What Companies Should Do Now
The organizations pulling ahead aren’t waiting for the perfect platform or the perfect model. They’re doing the hard infrastructure work:
1. Map your automation stack first. IT leaders should take inventory of all elements of their automation stack — rules-based automation, RPA, or agentic automation. Without clarity on what’s already running, orchestration platforms can’t help. “You can’t orchestrate what you can’t see clearly,” Sanders warns.
2. Define agent boundaries before deployment. Every agent needs a clear operating envelope: what it executes autonomously, what triggers escalation, and what gets logged. Over-autonomy creates liability; under-governance creates audit failure.
3. Treat integration as a first-class concern. The enterprises that succeed will be the ones that treat integration as a first-class concern from the start — not an afterthought. That means API-first architectures, pre-built connectors for enterprise systems, and compliance baked in from day one.
4. Build the process layer before scaling agents. The process layer isn’t something you retrofit after deployment. It’s the foundation.

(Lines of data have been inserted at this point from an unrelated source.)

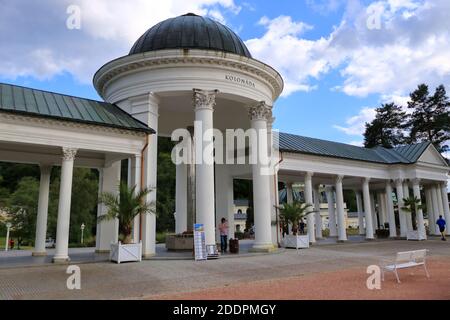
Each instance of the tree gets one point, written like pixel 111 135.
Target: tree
pixel 429 119
pixel 412 205
pixel 165 203
pixel 125 207
pixel 386 129
pixel 293 213
pixel 22 206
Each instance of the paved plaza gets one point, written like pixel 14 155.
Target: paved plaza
pixel 158 278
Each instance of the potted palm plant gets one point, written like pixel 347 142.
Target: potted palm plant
pixel 293 213
pixel 124 207
pixel 411 205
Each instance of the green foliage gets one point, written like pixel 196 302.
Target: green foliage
pixel 84 204
pixel 165 195
pixel 429 120
pixel 293 213
pixel 22 206
pixel 126 206
pixel 412 205
pixel 386 129
pixel 350 200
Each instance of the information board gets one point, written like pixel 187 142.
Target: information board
pixel 199 242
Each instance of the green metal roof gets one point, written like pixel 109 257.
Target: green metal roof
pixel 39 103
pixel 298 144
pixel 190 31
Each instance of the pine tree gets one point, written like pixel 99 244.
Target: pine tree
pixel 387 128
pixel 429 120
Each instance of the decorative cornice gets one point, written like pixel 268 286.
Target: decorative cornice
pixel 161 59
pixel 260 111
pixel 68 124
pixel 69 154
pixel 309 175
pixel 204 99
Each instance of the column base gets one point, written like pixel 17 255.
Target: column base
pixel 61 260
pixel 39 254
pixel 264 248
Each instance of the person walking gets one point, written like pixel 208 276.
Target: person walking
pixel 441 223
pixel 223 229
pixel 302 227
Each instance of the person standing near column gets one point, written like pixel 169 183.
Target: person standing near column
pixel 223 229
pixel 441 223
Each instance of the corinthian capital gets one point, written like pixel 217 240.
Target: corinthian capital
pixel 204 99
pixel 260 111
pixel 69 154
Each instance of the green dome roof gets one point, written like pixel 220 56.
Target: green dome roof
pixel 190 31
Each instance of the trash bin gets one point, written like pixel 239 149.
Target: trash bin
pixel 234 245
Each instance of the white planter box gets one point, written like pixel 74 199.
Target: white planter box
pixel 415 235
pixel 297 242
pixel 126 252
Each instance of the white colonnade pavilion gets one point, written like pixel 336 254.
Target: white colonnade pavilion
pixel 205 78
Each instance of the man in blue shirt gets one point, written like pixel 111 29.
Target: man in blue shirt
pixel 441 223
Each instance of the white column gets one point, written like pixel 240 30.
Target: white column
pixel 224 199
pixel 65 197
pixel 400 204
pixel 440 201
pixel 259 115
pixel 407 214
pixel 331 211
pixel 181 198
pixel 446 210
pixel 107 230
pixel 289 193
pixel 136 181
pixel 430 214
pixel 435 200
pixel 318 219
pixel 289 199
pixel 390 211
pixel 150 167
pixel 359 207
pixel 367 209
pixel 419 213
pixel 204 102
pixel 310 218
pixel 374 212
pixel 382 203
pixel 342 233
pixel 41 222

Companies that try to build governance and orchestration around already-deployed agents spend far more time and money than those who design it in from the start.

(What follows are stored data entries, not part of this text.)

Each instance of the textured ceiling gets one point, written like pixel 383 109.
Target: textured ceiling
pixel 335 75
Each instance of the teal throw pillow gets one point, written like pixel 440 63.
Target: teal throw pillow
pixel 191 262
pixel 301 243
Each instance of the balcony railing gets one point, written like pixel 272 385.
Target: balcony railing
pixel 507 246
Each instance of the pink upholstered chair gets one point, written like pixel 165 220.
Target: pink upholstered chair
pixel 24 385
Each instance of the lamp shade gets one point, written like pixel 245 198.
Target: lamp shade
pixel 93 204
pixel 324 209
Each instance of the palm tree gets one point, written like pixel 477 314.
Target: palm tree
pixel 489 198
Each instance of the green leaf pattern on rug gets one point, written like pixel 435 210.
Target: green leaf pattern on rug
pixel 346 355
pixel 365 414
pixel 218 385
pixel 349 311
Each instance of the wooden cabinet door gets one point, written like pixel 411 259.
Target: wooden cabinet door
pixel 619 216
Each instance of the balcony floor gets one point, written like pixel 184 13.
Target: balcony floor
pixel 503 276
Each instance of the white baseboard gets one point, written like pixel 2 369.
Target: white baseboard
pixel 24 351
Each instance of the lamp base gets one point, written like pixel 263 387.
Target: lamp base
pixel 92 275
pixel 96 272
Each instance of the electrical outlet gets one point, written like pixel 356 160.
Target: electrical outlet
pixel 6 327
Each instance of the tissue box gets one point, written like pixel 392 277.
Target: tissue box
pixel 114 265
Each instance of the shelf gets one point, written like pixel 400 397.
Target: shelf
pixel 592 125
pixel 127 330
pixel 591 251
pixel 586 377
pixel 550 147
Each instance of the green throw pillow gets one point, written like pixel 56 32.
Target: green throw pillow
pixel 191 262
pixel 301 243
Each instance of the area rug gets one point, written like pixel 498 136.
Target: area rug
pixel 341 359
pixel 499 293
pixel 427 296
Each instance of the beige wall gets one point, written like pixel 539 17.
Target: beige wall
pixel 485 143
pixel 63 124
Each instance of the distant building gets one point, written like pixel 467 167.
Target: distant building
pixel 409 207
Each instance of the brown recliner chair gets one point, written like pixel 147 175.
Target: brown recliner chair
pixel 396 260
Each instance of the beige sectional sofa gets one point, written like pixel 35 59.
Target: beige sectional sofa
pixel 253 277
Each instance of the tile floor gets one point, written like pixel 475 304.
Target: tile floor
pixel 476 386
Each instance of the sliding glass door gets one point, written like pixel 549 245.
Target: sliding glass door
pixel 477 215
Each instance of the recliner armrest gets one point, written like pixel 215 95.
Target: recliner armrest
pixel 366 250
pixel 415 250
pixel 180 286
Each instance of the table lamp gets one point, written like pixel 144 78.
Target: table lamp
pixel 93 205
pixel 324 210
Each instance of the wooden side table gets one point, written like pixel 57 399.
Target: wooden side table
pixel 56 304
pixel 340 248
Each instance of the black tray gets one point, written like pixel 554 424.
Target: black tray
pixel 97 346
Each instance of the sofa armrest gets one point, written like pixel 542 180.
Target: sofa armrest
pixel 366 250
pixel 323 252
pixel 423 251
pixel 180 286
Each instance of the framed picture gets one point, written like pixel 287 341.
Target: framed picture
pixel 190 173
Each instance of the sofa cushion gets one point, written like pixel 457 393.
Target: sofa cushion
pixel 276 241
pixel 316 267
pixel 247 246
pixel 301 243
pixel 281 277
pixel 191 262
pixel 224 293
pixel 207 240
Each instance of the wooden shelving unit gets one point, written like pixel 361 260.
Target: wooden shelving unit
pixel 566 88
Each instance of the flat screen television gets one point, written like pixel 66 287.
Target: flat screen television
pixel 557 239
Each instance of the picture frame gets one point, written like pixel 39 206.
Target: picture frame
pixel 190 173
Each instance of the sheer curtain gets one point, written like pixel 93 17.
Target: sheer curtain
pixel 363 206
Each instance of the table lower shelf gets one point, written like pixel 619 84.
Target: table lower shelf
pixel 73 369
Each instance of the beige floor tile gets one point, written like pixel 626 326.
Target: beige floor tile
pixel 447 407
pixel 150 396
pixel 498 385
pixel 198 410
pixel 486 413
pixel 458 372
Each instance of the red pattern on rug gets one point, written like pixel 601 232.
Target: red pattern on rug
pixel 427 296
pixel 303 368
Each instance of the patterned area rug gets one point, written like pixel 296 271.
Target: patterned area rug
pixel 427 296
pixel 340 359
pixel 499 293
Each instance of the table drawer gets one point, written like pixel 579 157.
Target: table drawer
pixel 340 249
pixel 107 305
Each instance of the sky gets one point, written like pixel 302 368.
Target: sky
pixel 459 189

The ROI case is compelling for organizations that get it right. Survey data shows organizations project an average AI workflow automation ROI of 171%, with 62% expecting returns above 100% — but these figures apply to the 34% of projects that reach full production. The process layer is the difference between being in that 34% and the other 66%.
The Bottom Line
The enterprise AI moment is real. The agents are ready. The models are capable. What’s missing, for most organizations, is the operational infrastructure that allows all of it to function reliably, safely, and at scale. That’s the process layer — and building it isn’t optional.
The companies that treat orchestration, governance, and integration as strategic infrastructure — not implementation details — will define the next era of enterprise productivity. Everyone else will keep running impressive demos that never make it to production.
Glossary
Agentic AI — AI systems capable of autonomous, multi-step decision-making and workflow execution, going beyond single-task responses to pursue goals across multiple tools and systems.

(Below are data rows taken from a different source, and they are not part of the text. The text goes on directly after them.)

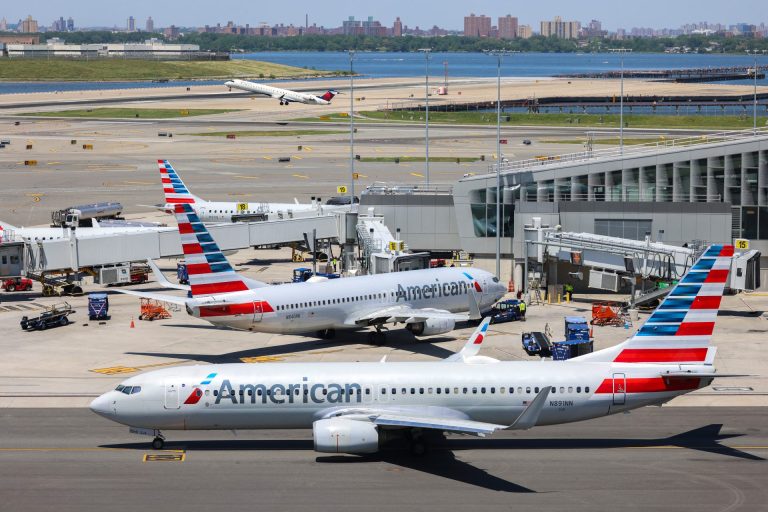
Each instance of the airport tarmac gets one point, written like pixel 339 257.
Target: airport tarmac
pixel 683 459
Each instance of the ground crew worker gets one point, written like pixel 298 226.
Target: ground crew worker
pixel 569 291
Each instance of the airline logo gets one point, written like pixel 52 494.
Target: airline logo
pixel 681 327
pixel 209 271
pixel 197 393
pixel 175 190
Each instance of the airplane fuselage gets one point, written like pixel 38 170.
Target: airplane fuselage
pixel 295 395
pixel 305 307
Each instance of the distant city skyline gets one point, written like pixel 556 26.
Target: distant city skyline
pixel 450 15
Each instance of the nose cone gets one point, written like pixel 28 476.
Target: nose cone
pixel 102 406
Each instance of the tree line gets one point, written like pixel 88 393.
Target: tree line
pixel 336 43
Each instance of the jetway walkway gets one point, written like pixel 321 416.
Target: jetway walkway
pixel 63 255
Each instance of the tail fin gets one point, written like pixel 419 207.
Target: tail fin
pixel 680 329
pixel 328 96
pixel 175 190
pixel 209 271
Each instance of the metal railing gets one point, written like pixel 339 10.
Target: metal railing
pixel 383 188
pixel 635 150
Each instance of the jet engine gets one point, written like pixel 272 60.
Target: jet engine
pixel 339 435
pixel 431 326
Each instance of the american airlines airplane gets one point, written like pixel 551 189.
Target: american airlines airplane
pixel 285 96
pixel 426 301
pixel 355 407
pixel 218 211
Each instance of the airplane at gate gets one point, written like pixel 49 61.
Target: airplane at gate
pixel 285 96
pixel 221 211
pixel 428 301
pixel 354 407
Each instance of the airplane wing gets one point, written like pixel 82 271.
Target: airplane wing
pixel 173 299
pixel 448 420
pixel 404 314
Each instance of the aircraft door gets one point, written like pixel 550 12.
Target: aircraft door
pixel 619 388
pixel 172 391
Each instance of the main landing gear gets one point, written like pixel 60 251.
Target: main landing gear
pixel 379 337
pixel 326 334
pixel 158 442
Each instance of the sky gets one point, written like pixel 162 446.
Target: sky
pixel 445 13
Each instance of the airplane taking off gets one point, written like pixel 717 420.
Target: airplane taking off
pixel 285 96
pixel 217 211
pixel 354 407
pixel 426 301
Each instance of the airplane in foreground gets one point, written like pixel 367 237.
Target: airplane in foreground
pixel 285 96
pixel 176 192
pixel 354 407
pixel 427 302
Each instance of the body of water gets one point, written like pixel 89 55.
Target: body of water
pixel 383 65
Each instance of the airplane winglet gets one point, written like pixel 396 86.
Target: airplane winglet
pixel 530 414
pixel 162 280
pixel 472 347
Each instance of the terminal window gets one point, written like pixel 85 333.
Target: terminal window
pixel 632 229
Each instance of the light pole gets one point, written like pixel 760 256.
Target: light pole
pixel 351 128
pixel 426 103
pixel 621 51
pixel 499 54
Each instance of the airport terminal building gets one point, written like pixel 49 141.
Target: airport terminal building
pixel 712 188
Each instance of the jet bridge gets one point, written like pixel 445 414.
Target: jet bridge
pixel 609 260
pixel 75 253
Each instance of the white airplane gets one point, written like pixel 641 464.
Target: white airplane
pixel 285 96
pixel 354 407
pixel 426 301
pixel 218 211
pixel 10 232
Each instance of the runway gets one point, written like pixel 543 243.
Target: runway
pixel 672 458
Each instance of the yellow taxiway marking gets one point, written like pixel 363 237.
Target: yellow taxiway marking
pixel 165 457
pixel 115 370
pixel 261 359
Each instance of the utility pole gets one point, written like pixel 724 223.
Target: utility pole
pixel 426 103
pixel 499 226
pixel 351 128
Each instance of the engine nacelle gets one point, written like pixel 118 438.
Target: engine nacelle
pixel 339 435
pixel 431 326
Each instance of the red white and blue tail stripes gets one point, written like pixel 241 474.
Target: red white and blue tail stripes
pixel 175 190
pixel 680 329
pixel 209 271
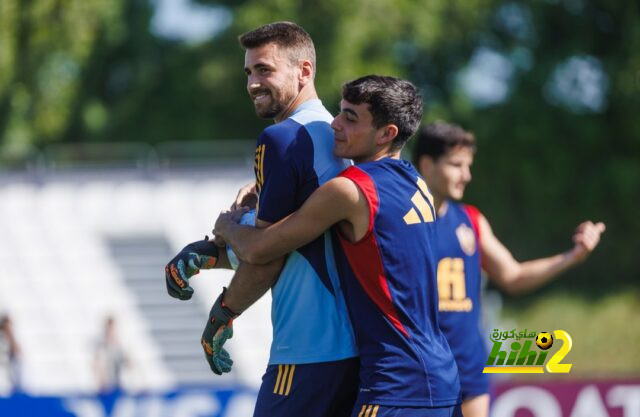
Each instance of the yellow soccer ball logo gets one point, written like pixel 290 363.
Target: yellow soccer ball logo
pixel 544 340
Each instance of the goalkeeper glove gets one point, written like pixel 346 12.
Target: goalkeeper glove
pixel 194 257
pixel 216 332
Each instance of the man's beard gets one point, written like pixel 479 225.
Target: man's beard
pixel 275 107
pixel 271 111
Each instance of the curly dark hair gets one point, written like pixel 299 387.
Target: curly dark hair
pixel 391 101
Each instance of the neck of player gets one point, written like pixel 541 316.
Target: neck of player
pixel 440 203
pixel 308 92
pixel 380 154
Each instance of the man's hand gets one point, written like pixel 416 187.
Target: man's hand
pixel 194 257
pixel 216 332
pixel 247 197
pixel 227 218
pixel 586 238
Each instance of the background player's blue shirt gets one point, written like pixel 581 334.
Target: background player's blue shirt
pixel 459 295
pixel 310 321
pixel 389 277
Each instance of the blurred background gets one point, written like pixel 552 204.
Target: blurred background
pixel 125 127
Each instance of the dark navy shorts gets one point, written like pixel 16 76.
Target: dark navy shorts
pixel 473 383
pixel 376 410
pixel 325 389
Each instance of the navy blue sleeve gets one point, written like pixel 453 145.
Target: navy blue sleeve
pixel 280 171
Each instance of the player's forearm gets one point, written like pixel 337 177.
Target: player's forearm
pixel 532 274
pixel 250 282
pixel 223 259
pixel 244 240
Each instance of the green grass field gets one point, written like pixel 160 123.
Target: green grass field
pixel 605 332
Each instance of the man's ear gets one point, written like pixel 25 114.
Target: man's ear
pixel 388 134
pixel 306 72
pixel 426 165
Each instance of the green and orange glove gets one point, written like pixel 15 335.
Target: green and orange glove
pixel 216 332
pixel 194 257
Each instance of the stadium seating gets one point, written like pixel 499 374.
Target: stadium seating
pixel 78 247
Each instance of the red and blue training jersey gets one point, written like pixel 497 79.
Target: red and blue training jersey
pixel 389 280
pixel 459 265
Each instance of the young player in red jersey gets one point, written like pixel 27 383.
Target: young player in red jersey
pixel 466 243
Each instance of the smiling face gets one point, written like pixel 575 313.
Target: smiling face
pixel 449 175
pixel 355 136
pixel 272 80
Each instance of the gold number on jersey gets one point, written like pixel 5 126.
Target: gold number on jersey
pixel 258 166
pixel 452 291
pixel 424 208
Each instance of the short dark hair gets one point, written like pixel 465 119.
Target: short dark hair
pixel 436 139
pixel 287 35
pixel 391 101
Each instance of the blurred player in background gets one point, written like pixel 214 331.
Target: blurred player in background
pixel 313 368
pixel 9 357
pixel 444 155
pixel 109 359
pixel 384 237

Process Layer — The operational infrastructure that sits between AI agents and business systems, managing orchestration, governance, permissions, escalation paths, and logging. Sometimes called the “orchestration layer” or “agent infrastructure.”
Orchestration — The coordination of multiple AI agents, automated processes, and human interactions within a unified workflow. Orchestration ensures agents communicate correctly, hand off tasks reliably, and operate within defined boundaries.
Human-in-the-Loop — A governance model where humans review and approve individual agent actions before they execute.
Human-on-the-Loop — A more scalable governance model where humans design the systems, set policies, and intervene only when agents flag exceptions or edge cases.
RPA (Robotic Process Automation) — Rule-based automation that executes fixed scripts. Reliable for predictable, repetitive tasks but brittle when inputs change. Often combined with agentic AI in hybrid architectures.
Multi-Agent System — An ecosystem of specialized AI agents that collaborate, share context, and coordinate on complex tasks — requiring orchestration to function effectively.
LLM (Large Language Model) — The foundational AI model technology underpinning most agentic systems (e.g., GPT-4, Claude, Gemini). LLMs are nondeterministic — meaning they don’t always produce identical outputs — which makes governance infrastructure especially critical in enterprise deployments.
Nondeterminism — The property of AI models that makes their outputs variable even given identical inputs. A key reason why human oversight and process governance are essential in agentic deployments.